Allow all verified publishers

Summary

When application allowlisting is initially deployed by IT teams, there is a concern that operational load will increase. With the default deny approach all applications are blocked, unless there is an explicit rule allowing an application. As a result, some applications might be missed, users will be frustrated, and the volume of support tickets will increase.
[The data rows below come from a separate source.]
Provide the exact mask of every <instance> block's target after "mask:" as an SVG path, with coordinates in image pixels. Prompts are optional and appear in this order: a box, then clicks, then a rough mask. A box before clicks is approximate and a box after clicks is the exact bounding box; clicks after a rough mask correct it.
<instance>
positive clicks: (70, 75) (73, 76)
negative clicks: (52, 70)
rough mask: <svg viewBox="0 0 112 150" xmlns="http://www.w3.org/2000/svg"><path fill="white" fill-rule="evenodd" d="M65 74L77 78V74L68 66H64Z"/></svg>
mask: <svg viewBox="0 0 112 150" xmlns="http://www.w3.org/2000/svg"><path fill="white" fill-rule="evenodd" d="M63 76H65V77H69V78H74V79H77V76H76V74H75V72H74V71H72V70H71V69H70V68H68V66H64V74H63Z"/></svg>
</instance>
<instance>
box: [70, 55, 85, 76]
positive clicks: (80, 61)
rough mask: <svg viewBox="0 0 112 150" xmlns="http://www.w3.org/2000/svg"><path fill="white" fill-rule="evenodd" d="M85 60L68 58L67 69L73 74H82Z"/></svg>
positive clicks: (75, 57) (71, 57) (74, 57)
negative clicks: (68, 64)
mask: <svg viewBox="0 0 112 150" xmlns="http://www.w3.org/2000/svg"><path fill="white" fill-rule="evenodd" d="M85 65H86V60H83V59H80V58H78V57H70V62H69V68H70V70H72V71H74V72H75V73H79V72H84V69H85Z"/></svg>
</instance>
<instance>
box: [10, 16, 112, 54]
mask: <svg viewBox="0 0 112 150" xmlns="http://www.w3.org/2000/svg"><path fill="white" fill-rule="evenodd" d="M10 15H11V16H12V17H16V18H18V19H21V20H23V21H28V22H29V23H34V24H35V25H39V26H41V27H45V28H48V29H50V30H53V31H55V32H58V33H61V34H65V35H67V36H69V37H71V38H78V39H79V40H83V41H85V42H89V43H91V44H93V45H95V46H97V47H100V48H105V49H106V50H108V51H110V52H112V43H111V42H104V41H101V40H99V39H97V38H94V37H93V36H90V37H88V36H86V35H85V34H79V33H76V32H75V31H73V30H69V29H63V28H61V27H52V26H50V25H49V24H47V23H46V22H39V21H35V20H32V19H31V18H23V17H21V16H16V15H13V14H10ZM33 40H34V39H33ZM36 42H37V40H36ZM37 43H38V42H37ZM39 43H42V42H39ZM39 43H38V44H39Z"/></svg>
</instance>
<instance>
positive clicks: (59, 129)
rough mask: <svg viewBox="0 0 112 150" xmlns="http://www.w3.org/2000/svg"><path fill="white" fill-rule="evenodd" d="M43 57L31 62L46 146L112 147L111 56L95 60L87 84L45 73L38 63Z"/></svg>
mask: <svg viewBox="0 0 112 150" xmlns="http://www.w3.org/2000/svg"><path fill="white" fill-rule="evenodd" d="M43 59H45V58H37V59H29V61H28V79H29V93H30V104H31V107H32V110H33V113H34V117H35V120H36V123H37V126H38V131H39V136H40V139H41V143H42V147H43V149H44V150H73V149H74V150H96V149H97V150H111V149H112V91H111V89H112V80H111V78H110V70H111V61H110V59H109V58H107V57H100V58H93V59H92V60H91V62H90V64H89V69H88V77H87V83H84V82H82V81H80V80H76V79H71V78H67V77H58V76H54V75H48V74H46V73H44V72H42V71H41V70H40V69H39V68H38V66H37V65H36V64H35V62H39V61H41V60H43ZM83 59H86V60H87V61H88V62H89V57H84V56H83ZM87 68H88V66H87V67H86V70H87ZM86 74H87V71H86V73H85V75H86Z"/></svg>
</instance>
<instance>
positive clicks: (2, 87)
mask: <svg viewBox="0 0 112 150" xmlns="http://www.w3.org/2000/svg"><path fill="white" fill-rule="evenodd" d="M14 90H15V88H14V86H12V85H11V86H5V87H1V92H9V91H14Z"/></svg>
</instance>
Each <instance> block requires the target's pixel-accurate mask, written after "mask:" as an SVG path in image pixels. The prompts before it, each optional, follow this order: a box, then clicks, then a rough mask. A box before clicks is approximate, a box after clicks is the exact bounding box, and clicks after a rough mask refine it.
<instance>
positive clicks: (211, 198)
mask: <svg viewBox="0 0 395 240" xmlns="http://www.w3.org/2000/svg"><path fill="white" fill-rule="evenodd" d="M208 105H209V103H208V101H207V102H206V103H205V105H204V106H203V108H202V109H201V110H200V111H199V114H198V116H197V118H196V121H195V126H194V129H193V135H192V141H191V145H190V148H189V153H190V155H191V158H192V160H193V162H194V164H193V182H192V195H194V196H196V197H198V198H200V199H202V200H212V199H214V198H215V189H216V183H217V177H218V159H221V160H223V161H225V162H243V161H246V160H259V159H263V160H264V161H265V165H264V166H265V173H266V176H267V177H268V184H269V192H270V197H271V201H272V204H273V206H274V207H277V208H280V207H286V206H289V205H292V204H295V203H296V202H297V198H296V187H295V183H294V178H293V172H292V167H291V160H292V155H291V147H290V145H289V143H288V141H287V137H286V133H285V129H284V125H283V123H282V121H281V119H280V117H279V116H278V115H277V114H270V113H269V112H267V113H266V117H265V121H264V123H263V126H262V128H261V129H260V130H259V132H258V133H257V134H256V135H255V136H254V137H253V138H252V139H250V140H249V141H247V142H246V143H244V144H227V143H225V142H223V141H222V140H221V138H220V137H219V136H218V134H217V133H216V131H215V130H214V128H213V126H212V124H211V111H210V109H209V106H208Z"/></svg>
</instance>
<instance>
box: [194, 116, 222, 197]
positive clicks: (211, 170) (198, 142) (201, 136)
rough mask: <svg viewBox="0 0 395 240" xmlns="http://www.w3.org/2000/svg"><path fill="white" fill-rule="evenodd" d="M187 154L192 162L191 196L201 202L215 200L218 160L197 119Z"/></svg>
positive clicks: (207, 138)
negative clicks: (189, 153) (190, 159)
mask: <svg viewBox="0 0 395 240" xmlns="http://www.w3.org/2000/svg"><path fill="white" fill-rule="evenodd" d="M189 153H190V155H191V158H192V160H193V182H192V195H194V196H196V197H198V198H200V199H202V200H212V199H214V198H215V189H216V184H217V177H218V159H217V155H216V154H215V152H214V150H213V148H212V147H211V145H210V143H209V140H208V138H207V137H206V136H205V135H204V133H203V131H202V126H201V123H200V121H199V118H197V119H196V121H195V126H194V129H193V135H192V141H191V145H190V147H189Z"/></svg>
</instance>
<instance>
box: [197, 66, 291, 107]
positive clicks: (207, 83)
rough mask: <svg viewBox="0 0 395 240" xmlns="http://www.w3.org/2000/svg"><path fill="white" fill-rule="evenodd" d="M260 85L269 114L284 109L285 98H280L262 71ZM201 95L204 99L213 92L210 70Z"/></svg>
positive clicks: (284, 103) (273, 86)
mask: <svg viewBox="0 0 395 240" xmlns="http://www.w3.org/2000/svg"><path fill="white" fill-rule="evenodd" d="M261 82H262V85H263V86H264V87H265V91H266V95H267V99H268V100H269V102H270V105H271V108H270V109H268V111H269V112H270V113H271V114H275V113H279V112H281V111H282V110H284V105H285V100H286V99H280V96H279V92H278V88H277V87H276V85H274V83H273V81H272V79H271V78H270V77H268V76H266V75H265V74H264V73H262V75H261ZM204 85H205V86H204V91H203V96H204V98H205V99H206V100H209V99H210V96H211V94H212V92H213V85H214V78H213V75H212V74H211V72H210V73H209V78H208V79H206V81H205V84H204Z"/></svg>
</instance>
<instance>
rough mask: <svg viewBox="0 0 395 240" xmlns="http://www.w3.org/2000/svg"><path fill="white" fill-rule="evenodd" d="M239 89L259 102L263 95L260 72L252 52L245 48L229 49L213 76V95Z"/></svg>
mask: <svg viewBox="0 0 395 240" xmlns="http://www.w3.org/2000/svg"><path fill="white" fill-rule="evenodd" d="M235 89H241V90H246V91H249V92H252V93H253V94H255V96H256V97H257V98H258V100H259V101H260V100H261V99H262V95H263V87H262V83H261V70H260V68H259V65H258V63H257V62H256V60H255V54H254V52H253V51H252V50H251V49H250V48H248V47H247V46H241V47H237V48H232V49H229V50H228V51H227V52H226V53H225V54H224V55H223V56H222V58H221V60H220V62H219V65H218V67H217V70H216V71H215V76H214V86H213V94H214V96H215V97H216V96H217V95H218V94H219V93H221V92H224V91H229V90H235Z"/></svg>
In order to mitigate this challenge idemeum offers a middle ground approach that provides a great balance between security and usability. With idemeum you can create a rule to allow all verified publishers on macOS and Windows. What that means is that any application that is legitimately signed by a verified developer (registered Windows or macOS developer) is allowed along with its dependencies.

How it works

• When the application is launched, idemeum agent will extract the signing certificate chain from the application in order to verify trust
• On macOS we leverage codesign command to extract the certificate and then use security verify-cert to determine if the application is trusted by the local trust store
• On Windows we leverage Get-AuthenticodeSignature command that returns the status of the application signature and whether it is trusted by Windows trust store
• What is more, idemeum will automatically allow all dependencies that these verified applications need (allowing all child process executions)

Allow all verified publishers

• Navigate to your idemeum admin portal
• Access Events -> Rules -> Add rule -> Catalog rule
• You can now choose the rule for Windows or macOS. Select the rule that allows All verified publishers
• Save the configuration

If you want to create additional Deny rules, for instance you want to allow all verified publishers but still block the cmd.exe, you can then create a separate deny rule for cmd.exe.